Presented by: Liliana Varela (London School of Economics)
Laura Alfaro (Harvard University) and Mauricio Calani (Central Bank of Chile)

This paper shows that, in a world dominated by vehicle currencies, firms engaging in international operations retain currency risk and hedge it real and financially. We employ a unique dataset covering the universe of trade credit, international trade, foreign currency debt, and FX derivatives contracts with firms’ census data in Chile (2005-2018). We document that operational hedging is quantitatively limited, as different maturity, frequency, and amount of FX operations make it difficult to net these exposures. The granular firms complement real hedging using FX financial instruments, which improve their cash flow management and promote their trade and growth.

Jul 26

2:30 pm - 2:50 pm PDT

Break

Jul 26

2:50 pm - 3:40 pm PDT

Industry Linkages from Joint Production

Presented by: Xiang Ding (Georgetown University)

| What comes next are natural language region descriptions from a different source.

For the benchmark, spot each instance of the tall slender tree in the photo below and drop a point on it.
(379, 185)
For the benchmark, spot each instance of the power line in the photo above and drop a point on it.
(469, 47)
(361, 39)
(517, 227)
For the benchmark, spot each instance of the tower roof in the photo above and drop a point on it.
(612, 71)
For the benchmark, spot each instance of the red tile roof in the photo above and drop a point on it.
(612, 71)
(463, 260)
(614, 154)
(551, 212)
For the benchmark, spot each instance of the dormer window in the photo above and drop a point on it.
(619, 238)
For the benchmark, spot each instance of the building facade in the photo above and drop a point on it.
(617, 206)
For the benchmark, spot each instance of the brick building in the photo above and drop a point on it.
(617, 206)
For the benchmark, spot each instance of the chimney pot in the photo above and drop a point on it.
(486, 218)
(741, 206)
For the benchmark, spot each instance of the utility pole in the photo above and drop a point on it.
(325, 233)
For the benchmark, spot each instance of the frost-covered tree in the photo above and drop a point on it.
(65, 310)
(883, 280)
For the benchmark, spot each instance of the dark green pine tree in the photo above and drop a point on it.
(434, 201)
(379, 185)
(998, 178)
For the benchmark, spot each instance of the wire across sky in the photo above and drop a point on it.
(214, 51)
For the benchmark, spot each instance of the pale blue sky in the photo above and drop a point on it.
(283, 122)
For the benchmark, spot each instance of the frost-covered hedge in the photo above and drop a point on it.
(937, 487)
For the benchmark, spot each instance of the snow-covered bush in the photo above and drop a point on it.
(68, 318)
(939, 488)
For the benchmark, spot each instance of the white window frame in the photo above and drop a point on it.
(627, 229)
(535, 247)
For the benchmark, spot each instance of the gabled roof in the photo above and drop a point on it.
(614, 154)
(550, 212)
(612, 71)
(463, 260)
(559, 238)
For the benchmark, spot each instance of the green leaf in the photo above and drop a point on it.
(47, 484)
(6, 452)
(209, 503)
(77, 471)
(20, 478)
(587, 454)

I develop a theory of joint production to quantify aggregate economies of scope. In US manufacturing data, increased export demand in one industry raises a firm’s sales in its other industries that share knowledge inputs like R&D and software. I estimate that knowledge inputs contribute to economies of scope through their scalability and partial non-rivalry within the firm. On average a 10 percent increase in output in one industry lowers prices in other industries by 0.4 percent. Such economies of scope manifest disproportionately among knowledge proximate industries and imply large spillover impacts of recent US-China trade policy on producer prices.

Jul 26

3:40 pm - 4:00 pm PDT

Break

Jul 26

4:00 pm - 4:50 pm PDT

Weathering the Storm: Supply Chains and Climate Risk

Presented by: Juanma Castro-Vincenzi (Harvard University)
Gaurav Khanna (University of California, San Diego), Nitya Pandalai-Nayar (University of Texas at Austin), and Nicolas Morales (Federal Reserve Bank of Richmond)

We characterize how firms structure supply chains under climate risk. Using new data on the universe of firm-to-firm transactions from an Indian state, we show that f irms diversify sourcing locations, and suppliers exposed to climate risk charge lower prices. Our event-study analysis finds that firms with suppliers in flood-affected districts experience a decline in inputs lasting two months, followed by a return to original suppliers. We develop a general equilibrium model of firm input sourcing under climate risk. Firms diversify identical inputs from suppliers across space, trading off the probability of a climate shock against higher input costs. We quantify the model using data on 271 Indian districts, showing real wages vary across space and are correlated with geography and productivity. Wages are inversely correlated with sourcing risk, giving rise to a cost minimization-resilience tradeoff. Supply chain diversification unambiguously reduces real wage volatility, but ambiguously affects their levels, as diversification may come with higher input costs. While diversification helps mitigate climate risk, it exacerbates the distributional effects of climate change by reducing wages in regions prone to more frequent shocks.

Jul 26

4:50 pm - 5:10 pm PDT

Break

Jul 26

5:10 pm - 6:00 pm PDT

Navigating the Waves of Global Shipping: Drivers and Aggregate Implications

Presented by: Fernando Leibovici (Federal Reserve Bank of St Louis)
Jason Dunn (Federal Reserve Bank of St. Louis)

This paper studies the drivers of global shipping dynamics and their aggregate implications. We document novel evidence on the dynamics of global shipping supply, demand, and costs. Motivated by this evidence, we set up a dynamic model of international trade with a global shipping market where shipping firms and importers endogenously determine shipping supply and costs. We find the model successfully accounts for the dynamics of global shipping observed in the aftermath of COVID-19 as well as at business cycle frequencies. We find that accounting for global shipping is critical for the dynamics of aggregate economic activity.